La construction du jeu est basée sur l’idée de transformer le héros au fur et à mesure quand on bat un boss et d’avoir donc des capacités différentes pour atteindre des zones inaccessibles de prime abord. N’ayant pas fait ce jeu à l’époque, je suis bluffé par sa qualité et je comprends pourquoi il reste encore cher à beaucoup de joueurs Master System.

Niveau gameplay le jeu est très fidèle à l’original, il propose quasiment la même expérience très Metroidvania.
La seule amélioration notable du gameplay concerne les pouvoirs comme les boules de feu et autres boomerang qui sont déclenchés par un bouton et non la touche saut + bas comme dans l’original. Car rappelons-le, la manette Master System n’avait que 2 boutons et -cerise sur le gâteau- le bouton pause était sur la console ^^ Pour switcher entre les pouvoirs il suffit maintenant d’utiliser les boutons de tranche.
Pour le reste, c’est identique au jeu original, si bien que les jeunes générations vont être surpris par une difficulté “à l’ancienne” et des collisions avec les ennemis assez punitives. On meurt souvent mais on conserve son or qui permet d’acheter des armes, armures et boucliers de plus en plus efficaces. Une sorte de rogue-like avant l’heure 🙂 Il est d’ailleurs frustrant de perdre devant un boss et de devoir refaire toute la zone, mais ça oblige à prendre ses précautions (des potions !) et à faire attention à chaque ennemi.
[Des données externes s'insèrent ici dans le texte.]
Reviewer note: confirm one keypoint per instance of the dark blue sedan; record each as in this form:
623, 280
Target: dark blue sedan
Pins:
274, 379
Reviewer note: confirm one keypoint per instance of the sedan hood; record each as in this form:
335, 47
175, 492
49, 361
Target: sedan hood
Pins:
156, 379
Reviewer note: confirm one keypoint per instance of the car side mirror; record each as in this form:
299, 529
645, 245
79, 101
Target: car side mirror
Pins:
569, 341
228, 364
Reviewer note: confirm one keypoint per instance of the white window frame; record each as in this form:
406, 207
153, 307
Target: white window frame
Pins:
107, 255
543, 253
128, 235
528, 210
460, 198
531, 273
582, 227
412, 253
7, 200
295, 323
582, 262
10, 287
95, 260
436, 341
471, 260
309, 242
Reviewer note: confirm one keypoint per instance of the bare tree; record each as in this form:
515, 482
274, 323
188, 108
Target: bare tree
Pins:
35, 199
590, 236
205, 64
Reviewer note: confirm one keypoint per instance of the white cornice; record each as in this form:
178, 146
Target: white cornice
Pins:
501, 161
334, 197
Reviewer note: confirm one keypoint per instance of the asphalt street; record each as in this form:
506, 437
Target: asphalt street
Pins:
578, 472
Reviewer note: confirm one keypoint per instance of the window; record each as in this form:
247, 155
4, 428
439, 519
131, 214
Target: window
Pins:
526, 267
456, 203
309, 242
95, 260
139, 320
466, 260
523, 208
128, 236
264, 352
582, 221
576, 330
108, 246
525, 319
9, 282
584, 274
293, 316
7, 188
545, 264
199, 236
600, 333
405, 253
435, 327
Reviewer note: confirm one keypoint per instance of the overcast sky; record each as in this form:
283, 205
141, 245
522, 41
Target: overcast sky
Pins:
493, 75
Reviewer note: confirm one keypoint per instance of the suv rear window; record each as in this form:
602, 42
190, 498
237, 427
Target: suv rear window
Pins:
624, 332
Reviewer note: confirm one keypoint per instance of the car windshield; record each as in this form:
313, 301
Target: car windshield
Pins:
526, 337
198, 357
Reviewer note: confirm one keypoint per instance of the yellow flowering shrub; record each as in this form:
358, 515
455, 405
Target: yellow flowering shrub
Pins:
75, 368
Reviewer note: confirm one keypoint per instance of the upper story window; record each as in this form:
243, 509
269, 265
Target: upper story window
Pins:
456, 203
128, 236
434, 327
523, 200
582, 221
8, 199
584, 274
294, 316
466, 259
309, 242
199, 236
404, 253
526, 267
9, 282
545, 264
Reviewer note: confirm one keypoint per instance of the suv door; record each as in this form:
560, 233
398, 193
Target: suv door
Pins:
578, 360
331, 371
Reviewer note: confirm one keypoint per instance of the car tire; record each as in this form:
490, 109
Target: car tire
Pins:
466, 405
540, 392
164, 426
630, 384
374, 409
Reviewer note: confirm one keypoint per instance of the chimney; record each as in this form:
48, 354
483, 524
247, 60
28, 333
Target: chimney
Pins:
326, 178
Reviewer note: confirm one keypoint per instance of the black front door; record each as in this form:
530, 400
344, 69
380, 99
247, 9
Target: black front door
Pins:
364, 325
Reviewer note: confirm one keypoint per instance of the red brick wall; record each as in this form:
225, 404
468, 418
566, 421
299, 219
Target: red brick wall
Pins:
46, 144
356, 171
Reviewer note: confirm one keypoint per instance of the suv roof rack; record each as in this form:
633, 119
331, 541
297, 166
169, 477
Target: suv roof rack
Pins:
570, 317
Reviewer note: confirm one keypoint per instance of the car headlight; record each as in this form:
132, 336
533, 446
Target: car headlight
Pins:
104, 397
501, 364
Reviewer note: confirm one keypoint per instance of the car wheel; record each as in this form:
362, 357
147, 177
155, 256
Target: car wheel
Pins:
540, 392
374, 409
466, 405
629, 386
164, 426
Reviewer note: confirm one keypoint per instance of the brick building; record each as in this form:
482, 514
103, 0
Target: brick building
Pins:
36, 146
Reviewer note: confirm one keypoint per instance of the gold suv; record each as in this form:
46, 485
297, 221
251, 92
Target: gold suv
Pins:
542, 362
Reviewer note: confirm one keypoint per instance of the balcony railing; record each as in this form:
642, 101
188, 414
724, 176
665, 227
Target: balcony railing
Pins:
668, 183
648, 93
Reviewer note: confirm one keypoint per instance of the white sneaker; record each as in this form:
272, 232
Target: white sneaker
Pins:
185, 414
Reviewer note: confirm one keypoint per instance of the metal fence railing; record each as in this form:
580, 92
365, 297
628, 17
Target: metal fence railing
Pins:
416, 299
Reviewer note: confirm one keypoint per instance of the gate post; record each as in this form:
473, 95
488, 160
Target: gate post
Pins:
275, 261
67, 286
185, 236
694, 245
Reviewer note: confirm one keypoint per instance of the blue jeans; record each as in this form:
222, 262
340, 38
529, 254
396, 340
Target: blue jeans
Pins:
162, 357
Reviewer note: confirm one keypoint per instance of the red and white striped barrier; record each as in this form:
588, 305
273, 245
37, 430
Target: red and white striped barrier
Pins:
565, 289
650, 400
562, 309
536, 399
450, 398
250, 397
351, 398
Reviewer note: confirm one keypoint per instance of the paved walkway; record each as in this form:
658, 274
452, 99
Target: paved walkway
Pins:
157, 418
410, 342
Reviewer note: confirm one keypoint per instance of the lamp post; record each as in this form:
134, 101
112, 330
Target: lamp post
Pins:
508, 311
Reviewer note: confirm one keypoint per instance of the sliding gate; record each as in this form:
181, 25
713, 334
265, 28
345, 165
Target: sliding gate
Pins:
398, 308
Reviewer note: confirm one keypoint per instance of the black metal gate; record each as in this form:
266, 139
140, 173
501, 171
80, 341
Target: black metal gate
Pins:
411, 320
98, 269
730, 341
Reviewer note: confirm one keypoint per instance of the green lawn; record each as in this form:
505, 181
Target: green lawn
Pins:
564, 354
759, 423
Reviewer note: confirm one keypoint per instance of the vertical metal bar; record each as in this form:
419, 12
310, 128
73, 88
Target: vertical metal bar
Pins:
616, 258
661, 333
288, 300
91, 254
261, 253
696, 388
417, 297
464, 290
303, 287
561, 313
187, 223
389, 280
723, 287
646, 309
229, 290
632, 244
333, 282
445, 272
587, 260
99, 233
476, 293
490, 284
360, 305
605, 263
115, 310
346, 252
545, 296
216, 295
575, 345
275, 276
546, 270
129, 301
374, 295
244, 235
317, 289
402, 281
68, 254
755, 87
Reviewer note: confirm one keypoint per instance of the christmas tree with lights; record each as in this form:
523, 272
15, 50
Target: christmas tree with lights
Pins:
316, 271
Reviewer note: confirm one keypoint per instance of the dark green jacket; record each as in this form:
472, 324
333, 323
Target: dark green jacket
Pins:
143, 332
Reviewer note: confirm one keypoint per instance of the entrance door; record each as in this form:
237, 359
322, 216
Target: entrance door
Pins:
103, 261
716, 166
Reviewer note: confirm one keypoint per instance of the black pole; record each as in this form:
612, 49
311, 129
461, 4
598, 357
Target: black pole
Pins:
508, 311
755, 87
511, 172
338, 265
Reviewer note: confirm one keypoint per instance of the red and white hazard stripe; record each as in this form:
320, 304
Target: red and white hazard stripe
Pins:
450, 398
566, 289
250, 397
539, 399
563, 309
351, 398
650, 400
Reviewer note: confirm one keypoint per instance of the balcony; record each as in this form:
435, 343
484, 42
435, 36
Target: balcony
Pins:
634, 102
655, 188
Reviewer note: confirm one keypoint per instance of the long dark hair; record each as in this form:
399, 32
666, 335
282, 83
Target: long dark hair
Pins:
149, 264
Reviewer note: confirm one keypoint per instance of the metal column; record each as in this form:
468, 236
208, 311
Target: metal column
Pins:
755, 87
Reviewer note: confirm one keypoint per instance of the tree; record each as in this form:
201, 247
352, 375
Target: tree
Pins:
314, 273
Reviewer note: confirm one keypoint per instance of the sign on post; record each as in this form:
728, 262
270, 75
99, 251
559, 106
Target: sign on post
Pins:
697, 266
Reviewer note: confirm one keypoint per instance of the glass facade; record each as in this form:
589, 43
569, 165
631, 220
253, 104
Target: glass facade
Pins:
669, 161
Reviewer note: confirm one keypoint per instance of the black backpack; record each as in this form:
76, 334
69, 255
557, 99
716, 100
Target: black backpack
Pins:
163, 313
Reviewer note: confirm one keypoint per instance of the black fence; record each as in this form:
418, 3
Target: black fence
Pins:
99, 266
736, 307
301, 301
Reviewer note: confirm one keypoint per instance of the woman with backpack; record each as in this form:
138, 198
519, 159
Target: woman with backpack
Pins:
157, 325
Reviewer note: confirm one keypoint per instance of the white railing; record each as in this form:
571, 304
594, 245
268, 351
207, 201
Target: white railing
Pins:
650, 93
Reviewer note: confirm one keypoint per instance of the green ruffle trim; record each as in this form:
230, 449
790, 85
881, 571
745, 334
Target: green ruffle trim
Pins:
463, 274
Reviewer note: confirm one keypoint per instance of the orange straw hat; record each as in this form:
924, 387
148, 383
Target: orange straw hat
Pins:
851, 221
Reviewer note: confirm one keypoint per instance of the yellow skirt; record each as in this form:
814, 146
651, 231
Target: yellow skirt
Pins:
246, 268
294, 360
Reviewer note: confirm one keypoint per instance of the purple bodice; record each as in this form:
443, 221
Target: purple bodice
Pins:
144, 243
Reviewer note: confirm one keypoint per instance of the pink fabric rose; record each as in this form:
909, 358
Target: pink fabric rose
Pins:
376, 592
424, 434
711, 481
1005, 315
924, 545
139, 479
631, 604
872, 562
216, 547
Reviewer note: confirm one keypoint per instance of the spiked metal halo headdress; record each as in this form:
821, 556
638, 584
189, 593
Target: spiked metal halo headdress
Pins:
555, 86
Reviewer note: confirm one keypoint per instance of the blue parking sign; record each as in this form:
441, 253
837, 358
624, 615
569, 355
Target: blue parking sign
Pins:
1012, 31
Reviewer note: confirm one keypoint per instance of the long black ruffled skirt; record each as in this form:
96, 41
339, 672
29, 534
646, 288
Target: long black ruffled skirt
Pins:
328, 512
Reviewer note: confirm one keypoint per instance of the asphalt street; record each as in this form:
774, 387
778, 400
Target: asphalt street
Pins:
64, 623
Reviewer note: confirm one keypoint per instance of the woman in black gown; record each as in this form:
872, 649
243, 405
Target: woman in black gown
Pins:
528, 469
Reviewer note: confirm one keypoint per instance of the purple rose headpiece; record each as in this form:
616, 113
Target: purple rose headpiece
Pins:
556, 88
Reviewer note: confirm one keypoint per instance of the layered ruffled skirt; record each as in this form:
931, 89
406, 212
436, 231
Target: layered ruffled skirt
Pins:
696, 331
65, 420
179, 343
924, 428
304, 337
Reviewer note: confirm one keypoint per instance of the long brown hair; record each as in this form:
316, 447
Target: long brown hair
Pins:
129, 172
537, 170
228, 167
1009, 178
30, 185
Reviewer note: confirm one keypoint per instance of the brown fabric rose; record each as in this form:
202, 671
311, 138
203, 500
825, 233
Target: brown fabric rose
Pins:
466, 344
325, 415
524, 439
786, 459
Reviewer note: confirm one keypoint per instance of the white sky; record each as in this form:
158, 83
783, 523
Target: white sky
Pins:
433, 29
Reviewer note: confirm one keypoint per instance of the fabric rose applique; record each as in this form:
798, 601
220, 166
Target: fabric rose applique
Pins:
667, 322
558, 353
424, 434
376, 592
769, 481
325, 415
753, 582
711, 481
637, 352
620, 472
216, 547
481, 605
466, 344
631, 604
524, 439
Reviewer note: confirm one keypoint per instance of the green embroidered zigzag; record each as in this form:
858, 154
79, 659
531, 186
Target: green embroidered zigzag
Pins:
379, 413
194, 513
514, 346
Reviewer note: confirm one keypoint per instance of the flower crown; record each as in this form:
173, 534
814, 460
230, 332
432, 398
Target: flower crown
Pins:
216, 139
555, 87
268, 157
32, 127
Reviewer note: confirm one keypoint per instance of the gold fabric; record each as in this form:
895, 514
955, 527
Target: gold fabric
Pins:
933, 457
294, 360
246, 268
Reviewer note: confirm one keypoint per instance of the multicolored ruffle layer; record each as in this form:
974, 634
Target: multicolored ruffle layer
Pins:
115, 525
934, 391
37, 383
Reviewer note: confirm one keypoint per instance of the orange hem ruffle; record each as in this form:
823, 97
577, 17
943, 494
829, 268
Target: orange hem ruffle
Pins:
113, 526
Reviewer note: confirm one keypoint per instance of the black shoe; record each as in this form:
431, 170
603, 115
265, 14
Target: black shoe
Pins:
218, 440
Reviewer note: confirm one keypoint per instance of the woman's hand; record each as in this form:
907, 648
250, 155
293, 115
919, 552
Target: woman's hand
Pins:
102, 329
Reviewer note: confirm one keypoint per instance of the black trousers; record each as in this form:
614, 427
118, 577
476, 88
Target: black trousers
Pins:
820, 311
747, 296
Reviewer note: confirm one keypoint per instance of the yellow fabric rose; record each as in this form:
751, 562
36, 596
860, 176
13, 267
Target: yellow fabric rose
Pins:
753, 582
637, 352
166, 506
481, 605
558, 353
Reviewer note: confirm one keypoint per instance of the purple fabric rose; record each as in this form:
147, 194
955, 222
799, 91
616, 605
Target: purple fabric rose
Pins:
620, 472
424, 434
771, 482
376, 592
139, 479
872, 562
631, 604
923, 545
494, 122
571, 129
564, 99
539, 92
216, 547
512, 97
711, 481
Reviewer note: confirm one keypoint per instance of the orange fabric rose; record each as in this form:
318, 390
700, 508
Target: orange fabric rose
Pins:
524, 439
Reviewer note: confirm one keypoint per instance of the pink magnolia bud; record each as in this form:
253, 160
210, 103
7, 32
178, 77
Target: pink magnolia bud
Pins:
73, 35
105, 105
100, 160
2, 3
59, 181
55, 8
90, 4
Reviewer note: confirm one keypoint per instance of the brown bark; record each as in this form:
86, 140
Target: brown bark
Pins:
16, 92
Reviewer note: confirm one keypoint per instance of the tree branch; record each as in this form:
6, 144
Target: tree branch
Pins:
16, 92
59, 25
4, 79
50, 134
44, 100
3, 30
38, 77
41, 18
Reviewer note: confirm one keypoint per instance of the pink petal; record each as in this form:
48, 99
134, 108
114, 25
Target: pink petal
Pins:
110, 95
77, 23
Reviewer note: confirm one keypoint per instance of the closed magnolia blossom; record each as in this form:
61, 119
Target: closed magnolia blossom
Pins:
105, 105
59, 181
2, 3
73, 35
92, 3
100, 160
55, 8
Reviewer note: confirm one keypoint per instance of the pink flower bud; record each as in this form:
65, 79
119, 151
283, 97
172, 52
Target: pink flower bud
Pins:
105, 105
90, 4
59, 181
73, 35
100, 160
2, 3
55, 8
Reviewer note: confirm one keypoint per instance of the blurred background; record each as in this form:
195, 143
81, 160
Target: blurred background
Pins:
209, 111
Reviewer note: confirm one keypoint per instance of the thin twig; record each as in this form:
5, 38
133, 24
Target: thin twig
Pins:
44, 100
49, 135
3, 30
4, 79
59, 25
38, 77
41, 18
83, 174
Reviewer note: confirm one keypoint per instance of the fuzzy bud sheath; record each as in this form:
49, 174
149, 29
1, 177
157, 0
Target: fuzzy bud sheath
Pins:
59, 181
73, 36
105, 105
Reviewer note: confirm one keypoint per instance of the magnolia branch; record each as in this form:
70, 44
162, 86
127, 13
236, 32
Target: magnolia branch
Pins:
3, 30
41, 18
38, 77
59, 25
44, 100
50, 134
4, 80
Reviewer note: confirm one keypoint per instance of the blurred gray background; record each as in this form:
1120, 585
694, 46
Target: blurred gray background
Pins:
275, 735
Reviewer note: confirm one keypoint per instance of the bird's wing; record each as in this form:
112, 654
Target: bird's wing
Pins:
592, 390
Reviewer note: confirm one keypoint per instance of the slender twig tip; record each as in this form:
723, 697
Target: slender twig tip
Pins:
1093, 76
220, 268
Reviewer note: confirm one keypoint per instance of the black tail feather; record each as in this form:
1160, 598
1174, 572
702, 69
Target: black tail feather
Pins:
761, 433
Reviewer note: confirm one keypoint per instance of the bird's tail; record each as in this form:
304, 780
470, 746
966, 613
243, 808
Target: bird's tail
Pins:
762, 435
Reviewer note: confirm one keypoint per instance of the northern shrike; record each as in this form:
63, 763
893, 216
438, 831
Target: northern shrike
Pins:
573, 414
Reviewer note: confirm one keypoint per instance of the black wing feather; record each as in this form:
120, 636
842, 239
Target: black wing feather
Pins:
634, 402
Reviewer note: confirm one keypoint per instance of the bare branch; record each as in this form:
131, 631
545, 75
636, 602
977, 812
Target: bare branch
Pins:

Les développeurs ont même rajouté une pointe d’humour absente du titre original lors de la visite des boutiques et autres infirmeries.

Le jeu est relativement court sauf si vous galérez à cause de la difficulté. Comptez 5-6 heures en normal si vous n’avez jamais fait le jeu (et bien plus si vous perdez souvent). 
Niveau sonore, les bruitages modernes sont discrets là où les rétros étaient assez forts (il fallait marquer chaque action). La musique moderne est vraiment une belle réorchestration des thèmes rétros, en plus douce.

Petit bonus sympa : les codes de l’époque marchent sur cette version et vice versa (j’ai essayé aussi la version Master System pour ce test)

Wonder Boy: The Dragon’s Trap est disponible sur Switch, PS4 et Xbox One uniquement en démat pour le moment au tarif de 19,99€. 

J’adore la réinterprétation tout en conservant des cubes de couleurs

 

Au final, j’ai adoré me plonger dans Wonder Boy: The Dragon’s Trap avec son univers joliment dessiné. Un trip revival comme jamais avec des graphismes modernes magnifiques, des personnages avec une patte BD des plus réussies tout en gardant à tout moment la possibilité de switcher avec le jeu original ! Une réussite sur tous les plans, même si la maniabilité et la difficulté sont d’époque.

Note : 17/20

 

 

 

4 Comments

  1. 1 mai 2017
    Reply

    Ce jeu à l’air super stylé, comment peut on le commander ?

    • 2 mai 2017
      Reply

      Bonjour,

      Il est disponible sur le store PSN et sur l’eshop de la Nintendo Switch. Une version boite doit arriver dans quelques temps.

  2. 6 mai 2017
    Reply

    Rooo cette relecture est absolument enchanteresse !
    Et la fibre nostalgique ne désavoue pas ton jugement puisque tu as découvert le jeu seulement de nos jours
    Et tant que ce n’est pas aussi punitif qu’un Super Meat ou qu’un Shovel Knight je crois qu’il pourrait bien terminer dans mon panier d’achat en ce long week end pluvieux 🙂

  3. Floflo
    16 juin 2017
    Reply

    Salut,
    Il est chouette, ton blog. Il réunit mes deux passe-temps favoris, l’univers ludique et cinématographique. C’était un plaisir de lire ton test de Wonder Boy: The Dragon’s Trap. De plus, je compte bientôt m’y mettre aussi.